I certainly had. It had been a choice between living in a prison cell and dying in one. Not a difficult decision.
I'm happy to hear that you've finally gotten rid of that horrible boyfriend, although I am sorry it had to happen the way it did. As hypocritical of me as it may be to say this, I do wish you would be more careful. Learn from my actions; discretion is more rewarding than passion. Do what you must, but weigh the value of every course against another. Never allow your heart to rule your mind.
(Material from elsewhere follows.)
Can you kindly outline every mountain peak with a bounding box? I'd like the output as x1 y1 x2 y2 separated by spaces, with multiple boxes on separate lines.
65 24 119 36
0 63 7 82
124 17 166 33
I sighed, adding, Try changing Mephistopheles' food—something lighter, less rich. Allow him plenty of exercise outside. That should help.
Ever,
Alessandra
I sealed the envelope and knew my reply would be dissatisfying to her. Luciana loved me so much that it blinded her. I had been in prison for three years, and still she wrote as though I had only just arrived. It wasn't real to her, even after all this time, and I had begun to wonder if it ever would be. A horrible image wafted into my mind of her ten years older and still waiting, still keeping my house clean, still feeding my pets. It was awful. That was not the sort of life I wanted for her. We had survived so much already. It couldn't have been for nothing, for this.
I glanced down and realized with some surprise that my nails were gouging red half-moons into my palms. The crayon lay broken in my left hand, and I crushed it resolutely against the concrete floor. In part, it was because once begun, I never like to leave an action unfinished. But if I was truly honest with myself, it was because I knew that I was in danger of writing more, a post-script of self-pity and loneliness, and that would only have inflamed my sister's sense of duty and loyalty to me. She might have done something foolish and, in the end, futile.